ドイツのハイパーインフレ


1923年2月20日発行 2万マルク紙幣
(まだインフレ初期です)
第一次大戦に敗れたドイツは、1320億マルクの賠償金を課せられました。

1320億マルクがどれくらいのものかを推測してみました。
【計算1】大戦前の為替レートでは、1マルク=50銭。
  当時の日本の勤労者家族の一か月の平均的な支出は100円くらい。
  これを現代の40万円とすると、当時の1円は現代の4000円に相当します。
  すると、当時の1マルクは現代の2000円、1320億マルクは264兆円になります。
【計算2】この1マルクは金0.358423グラムと等価の1金マルクです。
  最近金相場は高騰しており、1g=約4600円。
  1320億マルクの金は、218兆円になります。

どちらにしても、200兆円。 なるほど、大変な賠償金です。
当然賠償金の支払いは滞りがちになります。 怒ったフランスとベルギーは、1923年1月、ドイツ鉱工業の中心地のルール地方を占領してしまいます。 ルール地方のドイツ人はストライキで対抗します。
生産活動は低下し、またドイツ政府が彼らの支援のために大量の紙幣を発行します。 ただでさえ戦後の物不足でインフレが進行していたころです。 一挙にハイパーインフレが始まりました。

1922〜23年 ドイツの郵便料金(書状)

右のグラフは、当時の郵便料金の推移です。
上の2万マルク紙幣が発行されたときは、切手1枚は50マルクで、この紙幣で切手400枚買えました。
ところが9か月後の11月には、1000億マルクになりました。 上の2万マルク紙幣500万枚(積み上げると500メートル)です!

【参考】「j_deafの切手収集」


1922年12月15日発行 1000マルク紙幣
1923年9月 「10億マルク」の加刷



右の紙幣は、1922年12月に発行された1000マルク紙幣です。
その紙幣の上に「10億マルク(Eine Milliarde Mark)」の加刷を行っています。
加刷が行われたのは1923年9月のことです。 1年もたたないうちに、100万倍です。
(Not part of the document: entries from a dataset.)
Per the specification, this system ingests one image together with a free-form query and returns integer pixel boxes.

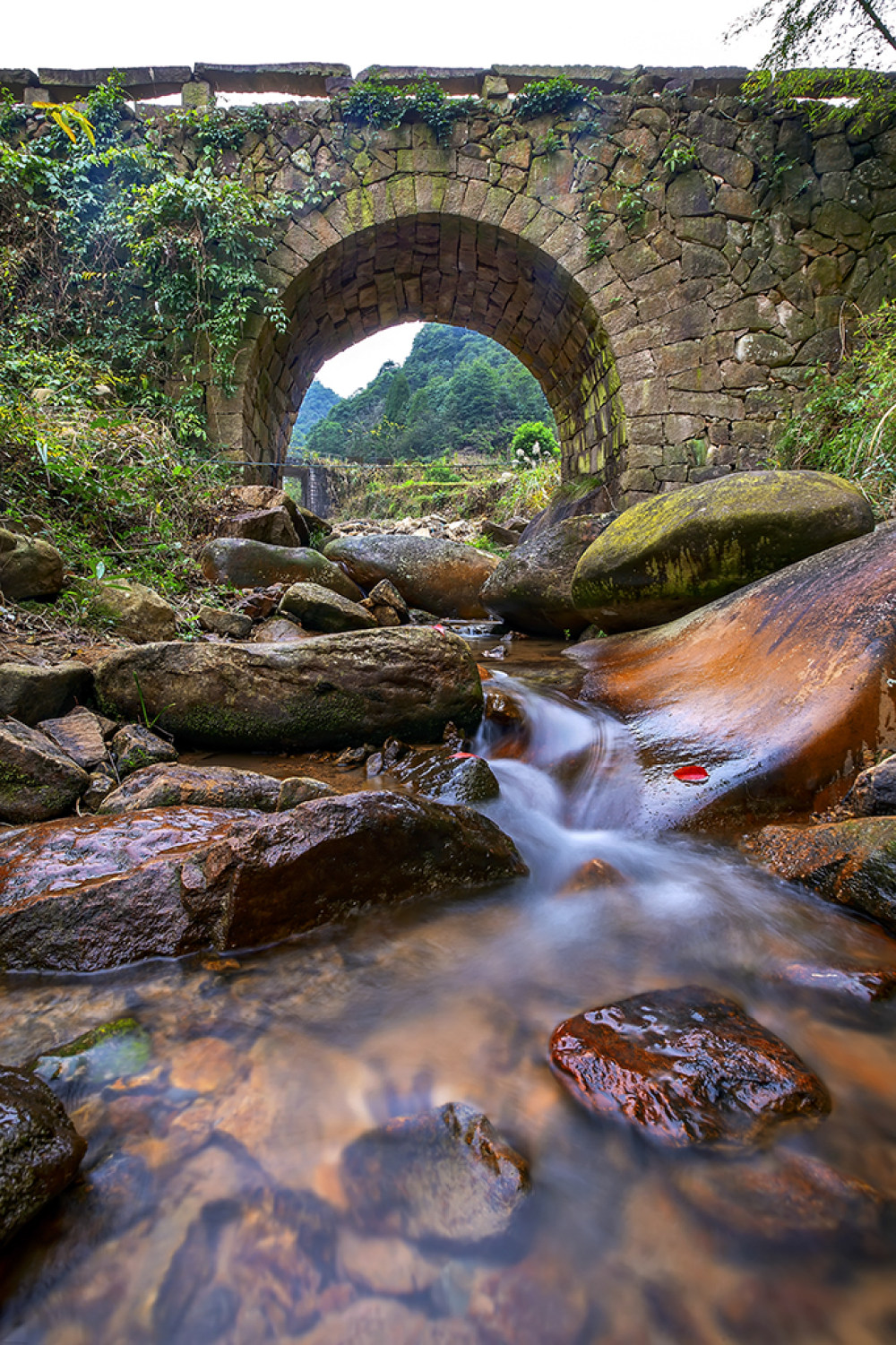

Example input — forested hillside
[293,323,555,461]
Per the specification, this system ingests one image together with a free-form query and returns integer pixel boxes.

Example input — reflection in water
[0,667,896,1345]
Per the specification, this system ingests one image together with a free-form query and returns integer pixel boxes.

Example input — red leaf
[673,765,709,784]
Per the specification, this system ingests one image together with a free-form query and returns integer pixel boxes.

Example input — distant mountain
[289,378,340,448]
[300,323,555,461]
下のコインはヴェストファーレン州(Provinz Westfalen) が発行したノートゲルト(Notgeld; 緊急貨幣)です。
すべて同じデザインですが、額面とコインの大きさ・重さがずいぶん変化しています。
(なお、表の肖像はナポレオン時代のプロイセンの指導者シュタイン(Heinrich Friedrich Karl vom und zum Stein; 1757-1831)です。)
1921年発行
1マルク アルミニウム貨
1.9g、25.9mm
1922年発行
500マルク 青銅貨
19.4g、38.0mm
1923年発行
50,000,000(5000万)マルク アルミニウム貨
5.4g、37.6mm
1923年11月発行
1000,000,000,000(1兆)マルク紙幣
140×71mm  (裏面に印刷はない)


1923年11月15日、新たに設立されたレンテン銀行は、国内の土地を担保として「レンテン・マルク」を発行し、1レンテン・マルク=1兆マルクのデノミを実施しました。 そして、政府はレンテン・マルクの発行限度を320億マルクとするなど、財政改革をすすめました。 インフレは瞬時に止まりました。 「レンテン・マルクの奇跡(Wunder der Rentenmark)」と呼ばれています。
(ナチスのミュンヘン一揆が起きたのは、まさにこの数日前の11月8〜9日のことでした。)

1924年発行
1マルク白銅貨
4.8g、22.3mm

なお賠償金は、純金0.358423グラムと等価な「金マルク」だてですので、インフレのあった「紙マルク(パピエル・マルク)」の影響はありませんでした。
この賠償金はその後たびたび減額され、ドイツ政府は2010年10月に、最後の7000万ユーロ(80億円)を完済しました。